DLATSQR computes a blocked Tall-Skinny QR factorization of


 a real M-by-N matrix A for M >= N:


    A = Q * ( R ),


            ( 0 )


 where:


    Q is a M-by-M orthogonal matrix, stored on exit in an implicit


    form in the elements below the digonal of the array A and in


    the elemenst of the array T;


    R is an upper-triangular N-by-N matrix, stored on exit in


    the elements on and above the diagonal of the array A.


    0 is a (M-N)-by-N zero matrix, and is not stored.

M

          M is INTEGER


          The number of rows of the matrix A.  M >= 0.

N

          N is INTEGER


          The number of columns of the matrix A. M >= N >= 0.

MB

          MB is INTEGER


          The row block size to be used in the blocked QR.


          MB > N.

NB

          NB is INTEGER


          The column block size to be used in the blocked QR.


          N >= NB >= 1.

A

          A is DOUBLE PRECISION array, dimension (LDA,N)


          On entry, the M-by-N matrix A.


          On exit, the elements on and above the diagonal


          of the array contain the N-by-N upper triangular matrix R;


          the elements below the diagonal represent Q by the columns


          of blocked V (see Further Details).

LDA

          LDA is INTEGER


          The leading dimension of the array A.  LDA >= max(1,M).

T

          T is DOUBLE PRECISION array,


          dimension (LDT, N * Number_of_row_blocks)


          where Number_of_row_blocks = CEIL((M-N)/(MB-N))


          The blocked upper triangular block reflectors stored in compact form


          as a sequence of upper triangular blocks.


          See Further Details below.

LDT

          LDT is INTEGER


          The leading dimension of the array T.  LDT >= NB.

WORK

         (workspace) DOUBLE PRECISION array, dimension (MAX(1,LWORK))

LWORK

          The dimension of the array WORK.  LWORK >= NB*N.

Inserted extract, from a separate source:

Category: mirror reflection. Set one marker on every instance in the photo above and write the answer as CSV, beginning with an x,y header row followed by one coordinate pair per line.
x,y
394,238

          If LWORK = -1, then a workspace query is assumed; the routine


          only calculates the optimal size of the WORK array, returns


          this value as the first entry of the WORK array, and no error


          message related to LWORK is issued by XERBLA.

INFO

          INFO is INTEGER


          = 0:  successful exit


          < 0:  if INFO = -i, the i-th argument had an illegal value

Univ. of Tennessee

Univ. of California Berkeley

Univ. of Colorado Denver

NAG Ltd.

 Tall-Skinny QR (TSQR) performs QR by a sequence of orthogonal transformations,


 representing Q as a product of other orthogonal matrices


   Q = Q(1) * Q(2) * . . . * Q(k)


 where each Q(i) zeros out subdiagonal entries of a block of MB rows of A:


   Q(1) zeros out the subdiagonal entries of rows 1:MB of A


   Q(2) zeros out the bottom MB-N rows of rows [1:N,MB+1:2*MB-N] of A


   Q(3) zeros out the bottom MB-N rows of rows [1:N,2*MB-N+1:3*MB-2*N] of A


   . . .


 Q(1) is computed by GEQRT, which represents Q(1) by Householder vectors


 stored under the diagonal of rows 1:MB of A, and by upper triangular


 block reflectors, stored in array T(1:LDT,1:N).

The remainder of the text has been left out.